We can take a look at some more stats – let’s look at the bitscore column:

hist(shmlast_out$bitscore) 

what are we looking for here? (And how would we know?)

(Hint: longer bitscores are better, but even bitscores of ~1000 mean a nucleotide alignment of 1000 bp - which is pretty good, no? Here we really want to rescale the x axis to look at the distribution of bitscores in the 100-300 range.)

We can also look at the length of the queries, which are the mouse sequences in this case.

hist(shmlast_out$q_len)

Compare this to the bitscores… do things match? Are most mouse sequences getting matched by something of equivalent length?

Well, we can ask this directly with plot:

plot(shmlast_out$q_len, shmlast_out$bitscore)

why does this plot look the way it does? (This may take a minute to show up, note!)

(The bitscores are limited by the length of the sequences! You can’t get a longer bitscore than you have bases to align.)

Summary points

This is an example of initial exploratory data analysis, in which we poke around with data to see roughly what it looks like.

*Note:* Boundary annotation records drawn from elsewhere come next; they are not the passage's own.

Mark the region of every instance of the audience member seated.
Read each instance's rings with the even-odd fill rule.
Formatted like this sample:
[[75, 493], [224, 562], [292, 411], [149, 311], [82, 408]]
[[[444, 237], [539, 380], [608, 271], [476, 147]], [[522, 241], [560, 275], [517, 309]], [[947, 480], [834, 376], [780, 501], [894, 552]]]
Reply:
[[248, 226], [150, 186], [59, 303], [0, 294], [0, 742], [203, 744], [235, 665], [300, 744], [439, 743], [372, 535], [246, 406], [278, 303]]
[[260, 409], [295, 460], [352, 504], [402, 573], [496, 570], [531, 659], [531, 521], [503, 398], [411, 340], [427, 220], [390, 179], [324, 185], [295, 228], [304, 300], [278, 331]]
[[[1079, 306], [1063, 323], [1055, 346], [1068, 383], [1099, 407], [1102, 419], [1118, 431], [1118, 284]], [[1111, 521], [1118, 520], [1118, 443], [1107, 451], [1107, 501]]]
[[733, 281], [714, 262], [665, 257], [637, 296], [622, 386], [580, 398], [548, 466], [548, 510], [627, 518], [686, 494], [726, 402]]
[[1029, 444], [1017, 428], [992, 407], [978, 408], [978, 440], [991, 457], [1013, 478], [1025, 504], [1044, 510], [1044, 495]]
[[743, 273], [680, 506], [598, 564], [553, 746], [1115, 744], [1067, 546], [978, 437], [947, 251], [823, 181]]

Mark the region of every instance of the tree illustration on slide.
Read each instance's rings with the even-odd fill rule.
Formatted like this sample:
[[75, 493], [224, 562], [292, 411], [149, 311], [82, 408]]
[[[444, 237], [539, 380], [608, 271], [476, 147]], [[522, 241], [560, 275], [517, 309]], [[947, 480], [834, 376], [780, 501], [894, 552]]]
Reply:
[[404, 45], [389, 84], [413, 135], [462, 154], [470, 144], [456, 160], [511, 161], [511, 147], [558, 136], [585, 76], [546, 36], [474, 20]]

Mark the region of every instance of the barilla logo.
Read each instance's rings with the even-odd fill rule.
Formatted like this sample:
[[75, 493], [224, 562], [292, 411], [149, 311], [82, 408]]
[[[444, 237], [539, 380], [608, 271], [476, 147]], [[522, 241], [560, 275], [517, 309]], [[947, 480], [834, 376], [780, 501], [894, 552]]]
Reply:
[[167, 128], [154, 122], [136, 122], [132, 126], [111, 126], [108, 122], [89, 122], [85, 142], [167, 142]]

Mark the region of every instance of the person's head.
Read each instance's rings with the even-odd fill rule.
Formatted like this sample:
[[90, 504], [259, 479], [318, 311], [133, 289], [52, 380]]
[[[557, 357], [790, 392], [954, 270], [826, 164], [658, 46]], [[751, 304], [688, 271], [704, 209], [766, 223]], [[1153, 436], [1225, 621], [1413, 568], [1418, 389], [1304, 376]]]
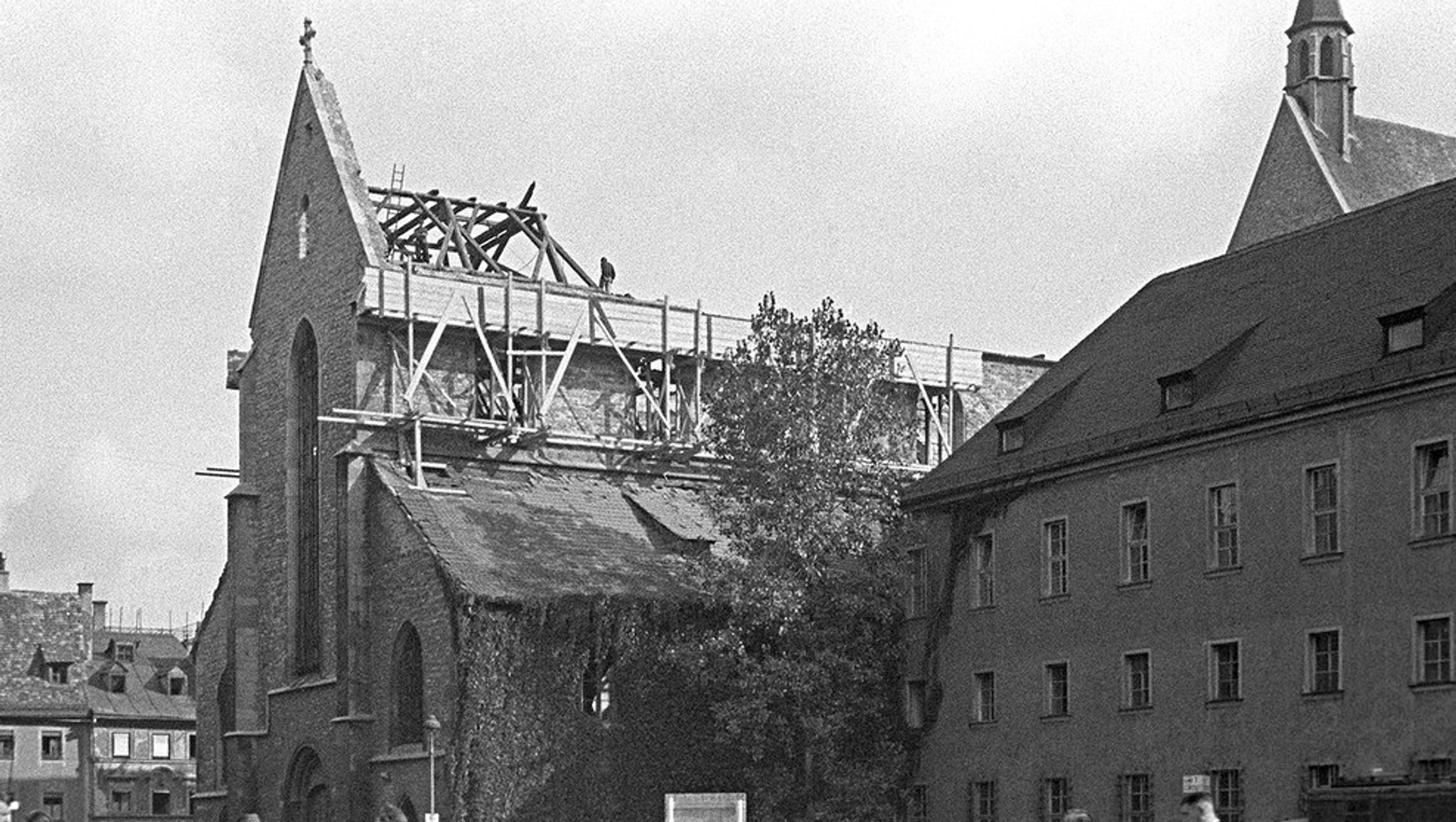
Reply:
[[1178, 810], [1182, 813], [1184, 822], [1219, 822], [1213, 813], [1213, 797], [1203, 791], [1185, 796], [1178, 805]]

This is opposed to other approaches where we might be trying to do statistical analysis to confirm a hypothesis.

Typically with small sample sizes (n < 5) it is hard to do confirmatory data analysis or hypothesis testing, so a lot of NGS work is done for hypothesis generation and then confirmed via additional experimental work.

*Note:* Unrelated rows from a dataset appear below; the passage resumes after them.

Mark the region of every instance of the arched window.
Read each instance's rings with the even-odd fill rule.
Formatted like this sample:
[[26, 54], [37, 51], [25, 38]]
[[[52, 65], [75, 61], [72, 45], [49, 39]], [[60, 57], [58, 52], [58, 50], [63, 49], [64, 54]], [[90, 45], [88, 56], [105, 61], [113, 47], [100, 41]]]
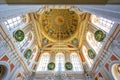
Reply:
[[6, 20], [4, 25], [9, 31], [14, 31], [17, 28], [23, 28], [28, 21], [28, 15], [22, 15]]
[[109, 31], [111, 30], [111, 28], [114, 25], [113, 21], [105, 19], [103, 17], [98, 17], [96, 15], [91, 16], [91, 21], [94, 25], [96, 25], [98, 28], [106, 31], [107, 33], [109, 33]]
[[41, 58], [40, 58], [40, 62], [37, 68], [37, 71], [47, 71], [47, 65], [49, 63], [50, 60], [50, 54], [49, 53], [43, 53]]
[[73, 64], [73, 71], [83, 71], [82, 61], [77, 53], [71, 53], [70, 59]]
[[100, 51], [100, 49], [102, 47], [102, 43], [97, 42], [94, 38], [94, 34], [91, 32], [87, 32], [86, 40], [87, 40], [88, 44], [95, 50], [96, 54], [98, 54], [98, 52]]
[[18, 48], [23, 52], [33, 42], [33, 33], [30, 31], [26, 34], [25, 39], [22, 42], [18, 42]]
[[88, 66], [91, 67], [93, 64], [93, 60], [90, 59], [90, 57], [88, 56], [88, 49], [84, 45], [82, 46], [82, 53], [85, 57], [85, 60], [87, 61]]
[[120, 64], [113, 64], [111, 67], [111, 72], [114, 80], [120, 79]]
[[65, 57], [63, 53], [57, 53], [55, 57], [56, 69], [55, 71], [64, 71]]
[[4, 79], [7, 73], [7, 68], [4, 65], [0, 65], [0, 79]]

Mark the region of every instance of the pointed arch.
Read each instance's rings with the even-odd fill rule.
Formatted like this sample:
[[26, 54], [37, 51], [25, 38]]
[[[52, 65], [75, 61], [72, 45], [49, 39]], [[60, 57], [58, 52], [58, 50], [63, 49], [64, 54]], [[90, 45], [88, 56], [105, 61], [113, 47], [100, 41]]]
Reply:
[[90, 45], [90, 47], [93, 48], [96, 54], [98, 54], [98, 52], [100, 51], [102, 47], [102, 42], [97, 42], [94, 38], [94, 34], [90, 31], [86, 33], [86, 40], [88, 44]]
[[94, 61], [92, 59], [90, 59], [90, 57], [88, 56], [88, 49], [84, 45], [82, 46], [82, 53], [85, 57], [85, 60], [88, 64], [88, 66], [91, 68]]
[[25, 51], [27, 48], [29, 48], [34, 41], [34, 35], [32, 31], [29, 31], [25, 39], [22, 42], [18, 43], [18, 48], [21, 50], [21, 52]]

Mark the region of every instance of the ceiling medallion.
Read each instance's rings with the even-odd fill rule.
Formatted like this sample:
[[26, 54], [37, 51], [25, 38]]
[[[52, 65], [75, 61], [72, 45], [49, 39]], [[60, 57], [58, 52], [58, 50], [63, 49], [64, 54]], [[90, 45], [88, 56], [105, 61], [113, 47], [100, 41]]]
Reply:
[[25, 34], [22, 30], [17, 30], [14, 32], [13, 36], [16, 41], [21, 42], [24, 39]]
[[79, 26], [78, 14], [69, 9], [44, 11], [39, 17], [39, 21], [42, 34], [53, 42], [72, 40]]
[[101, 42], [105, 38], [105, 33], [102, 30], [97, 30], [94, 34], [96, 41]]

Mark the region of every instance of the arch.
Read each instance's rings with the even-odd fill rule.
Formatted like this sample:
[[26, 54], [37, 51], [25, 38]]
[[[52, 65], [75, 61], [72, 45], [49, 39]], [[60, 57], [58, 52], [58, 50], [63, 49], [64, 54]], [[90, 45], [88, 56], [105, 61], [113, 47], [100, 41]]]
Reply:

Some questions for discussion/points to make:

  • Why are we using R for this instead of the UNIX command line, or Excel?

    (We’ll talk more about this later, too!)

    One important thing to note here is that we’re looking at a pretty large data set - with ease. It would be much slower to do this in Excel.

  • What other things could we look at?

  • Have we done a basic check of just looking at the data? Go back and look at the data frame! Do the gene name assignments look right?

    How might we do this a bit more systematically, while still “looking” at things? Try googling ‘choose random rows from data frame’ and then run

    shmlast_sub = shmlast_out[sample(nrow(shmlast_out), 10),]
    View(shmlast_sub)
    
  • What does the following code do?

    tmp <- subset(shmlast_out, q_len >= 8000 & q_len <= 11000 & bitscore <=2000)    
    functions <- tmp[, c("q_name", "s_name")]
    

    and do you notice anything interesting about the names? (They’re all predicted/inferred genes.) What does this suggest about that “quadrant” of the data?

    We will learn all about R in the next class!